For some reason, I never once thought of her having parents. I don’t know why, but I just never have. “Oh yeah. How are they?”
She shook her head at me, a sarcastic smile growing. “Great. Just my dad threatening me to come back. Y’know, the ushe.”
This stops me. “What?” My voice sounds angry, but only because I am. It always scared me when I got mad - I always felt out of control with my actions. Like my brain was detached from my heart.
She frowned, nodding. “I know.”
“I-” she paused. She met my eyes with hers, and said, “It’s so stupid. I just said I met this guy - you - and what I did and why, and that....”
I tilt my head to the side, no longer angry, but concerned. “That what?” I asked gently.
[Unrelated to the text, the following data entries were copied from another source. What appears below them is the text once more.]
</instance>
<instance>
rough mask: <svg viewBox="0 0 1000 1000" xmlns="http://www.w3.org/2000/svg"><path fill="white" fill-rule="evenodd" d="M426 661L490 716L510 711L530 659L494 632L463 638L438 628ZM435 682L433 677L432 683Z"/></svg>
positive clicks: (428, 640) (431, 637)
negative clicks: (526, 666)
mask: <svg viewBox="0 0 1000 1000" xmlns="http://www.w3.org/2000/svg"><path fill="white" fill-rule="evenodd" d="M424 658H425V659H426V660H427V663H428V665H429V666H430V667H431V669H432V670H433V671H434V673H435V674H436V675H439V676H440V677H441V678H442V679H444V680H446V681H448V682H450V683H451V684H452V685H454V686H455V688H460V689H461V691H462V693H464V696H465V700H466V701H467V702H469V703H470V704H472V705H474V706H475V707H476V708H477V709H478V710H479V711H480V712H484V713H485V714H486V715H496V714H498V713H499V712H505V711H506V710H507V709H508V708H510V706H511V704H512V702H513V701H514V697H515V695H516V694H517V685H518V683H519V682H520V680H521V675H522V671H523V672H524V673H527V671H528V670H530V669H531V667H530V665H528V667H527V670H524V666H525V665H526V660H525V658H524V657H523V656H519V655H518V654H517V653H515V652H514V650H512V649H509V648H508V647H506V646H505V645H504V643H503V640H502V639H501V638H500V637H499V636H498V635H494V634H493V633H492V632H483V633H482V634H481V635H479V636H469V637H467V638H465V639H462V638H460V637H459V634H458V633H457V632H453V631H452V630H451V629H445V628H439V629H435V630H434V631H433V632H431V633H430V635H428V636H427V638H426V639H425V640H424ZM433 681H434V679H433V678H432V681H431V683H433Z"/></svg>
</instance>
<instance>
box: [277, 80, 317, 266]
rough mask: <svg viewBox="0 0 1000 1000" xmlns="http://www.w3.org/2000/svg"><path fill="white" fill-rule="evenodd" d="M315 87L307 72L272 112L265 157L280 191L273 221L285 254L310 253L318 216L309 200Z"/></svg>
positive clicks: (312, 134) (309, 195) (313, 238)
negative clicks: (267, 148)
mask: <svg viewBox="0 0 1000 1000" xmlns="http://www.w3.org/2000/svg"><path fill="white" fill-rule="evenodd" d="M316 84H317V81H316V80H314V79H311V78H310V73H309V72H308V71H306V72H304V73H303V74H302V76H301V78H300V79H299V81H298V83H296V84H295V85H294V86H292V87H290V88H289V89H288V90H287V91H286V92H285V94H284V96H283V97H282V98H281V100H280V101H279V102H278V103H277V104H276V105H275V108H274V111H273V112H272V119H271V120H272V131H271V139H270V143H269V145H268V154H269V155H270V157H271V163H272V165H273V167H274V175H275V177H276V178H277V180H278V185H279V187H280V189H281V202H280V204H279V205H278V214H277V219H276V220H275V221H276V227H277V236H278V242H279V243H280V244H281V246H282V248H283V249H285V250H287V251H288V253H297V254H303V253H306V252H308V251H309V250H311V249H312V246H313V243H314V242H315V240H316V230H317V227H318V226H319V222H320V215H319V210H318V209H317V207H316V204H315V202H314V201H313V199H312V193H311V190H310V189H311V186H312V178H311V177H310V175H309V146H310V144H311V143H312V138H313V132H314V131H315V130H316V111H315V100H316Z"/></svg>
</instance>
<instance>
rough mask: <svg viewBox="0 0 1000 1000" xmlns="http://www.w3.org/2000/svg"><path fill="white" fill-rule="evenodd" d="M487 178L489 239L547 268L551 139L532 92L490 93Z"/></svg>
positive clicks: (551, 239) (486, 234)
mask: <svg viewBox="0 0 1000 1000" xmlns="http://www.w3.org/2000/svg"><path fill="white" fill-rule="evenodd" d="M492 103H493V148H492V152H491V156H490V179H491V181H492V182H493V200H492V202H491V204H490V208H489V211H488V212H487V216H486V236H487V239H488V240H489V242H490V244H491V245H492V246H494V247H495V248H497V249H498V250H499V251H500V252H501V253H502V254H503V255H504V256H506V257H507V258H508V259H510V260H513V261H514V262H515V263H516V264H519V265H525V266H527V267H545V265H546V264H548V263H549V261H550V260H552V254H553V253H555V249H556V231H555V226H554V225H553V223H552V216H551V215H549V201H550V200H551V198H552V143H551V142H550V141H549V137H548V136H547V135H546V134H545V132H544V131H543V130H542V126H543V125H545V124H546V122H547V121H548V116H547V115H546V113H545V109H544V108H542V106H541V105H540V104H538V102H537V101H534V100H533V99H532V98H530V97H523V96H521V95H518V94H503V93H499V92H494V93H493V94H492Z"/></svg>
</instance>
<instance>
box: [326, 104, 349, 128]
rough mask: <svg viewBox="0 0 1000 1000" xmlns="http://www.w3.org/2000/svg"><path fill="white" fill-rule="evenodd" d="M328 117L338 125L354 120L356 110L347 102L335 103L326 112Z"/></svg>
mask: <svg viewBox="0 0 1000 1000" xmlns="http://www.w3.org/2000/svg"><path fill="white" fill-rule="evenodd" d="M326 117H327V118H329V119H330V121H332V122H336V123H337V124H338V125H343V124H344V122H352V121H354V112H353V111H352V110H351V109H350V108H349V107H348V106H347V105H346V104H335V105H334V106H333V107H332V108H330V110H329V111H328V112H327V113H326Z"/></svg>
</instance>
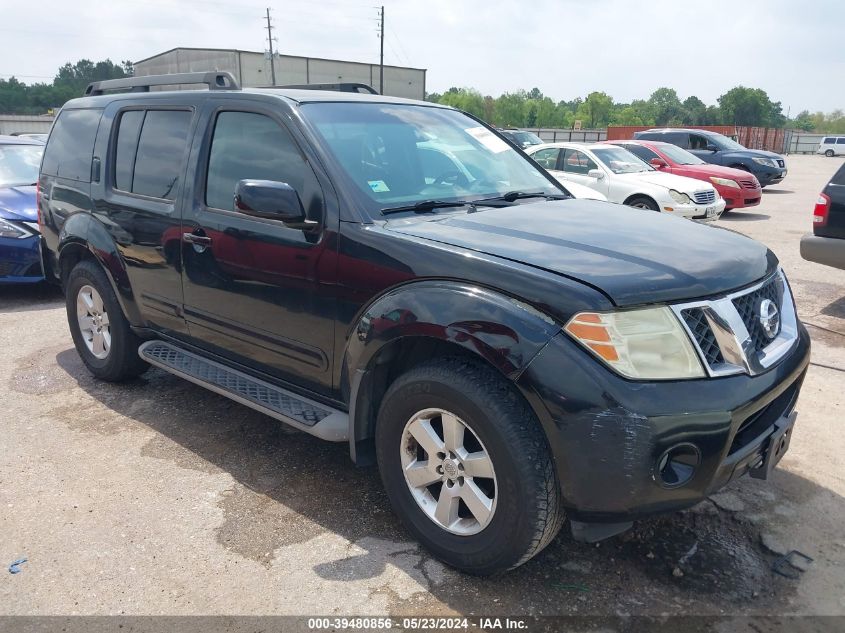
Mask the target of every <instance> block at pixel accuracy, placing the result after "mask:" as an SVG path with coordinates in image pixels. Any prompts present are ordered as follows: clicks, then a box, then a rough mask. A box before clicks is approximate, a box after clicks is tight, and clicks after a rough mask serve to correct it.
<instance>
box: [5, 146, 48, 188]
mask: <svg viewBox="0 0 845 633" xmlns="http://www.w3.org/2000/svg"><path fill="white" fill-rule="evenodd" d="M43 153H44V146H43V145H0V187H14V186H18V185H34V184H35V183H36V181H37V180H38V168H39V167H40V165H41V155H42V154H43Z"/></svg>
It felt like she was breaking right in front of me, and I felt so helpless.
She said her reply ever-so lightly - so cautiously - that I thought I misheard her. “That I think I’m falling for him.”
My heart drops to my stomach, it burning in breadstick-acid. Falling for him - falling for me.Without thinking, I reply, reaching for her hand. “Me too.” She looked up at me, her eyes watering. She smiled, a small laugh bubbling out of her. “So tell your dad to suck it. Okay?”
She nodded. “Okay.”
And now we’re here. Now. In this moment, her in my lap in the back of a taxi cab.
Kissing. And, for once, everything seems so right.
Her phone buzzes, still audible even when its sound was muffled by the pocket it’s inside of, and she shakes her head. I reach for her face, resting my hand on her cheek and rubbing my thumb back and forth. “It’s okay,” I whisper, and she nods.
“It’s okay,” she repeats. Turning to the empty spot she once occupied, and slouching in my lap, she rests her head on my chest and plays with the buttons on my shirt. A small grin places on my face at the memory of me hurriedly getting ready while she walked up the front steps to my door, only hours before now.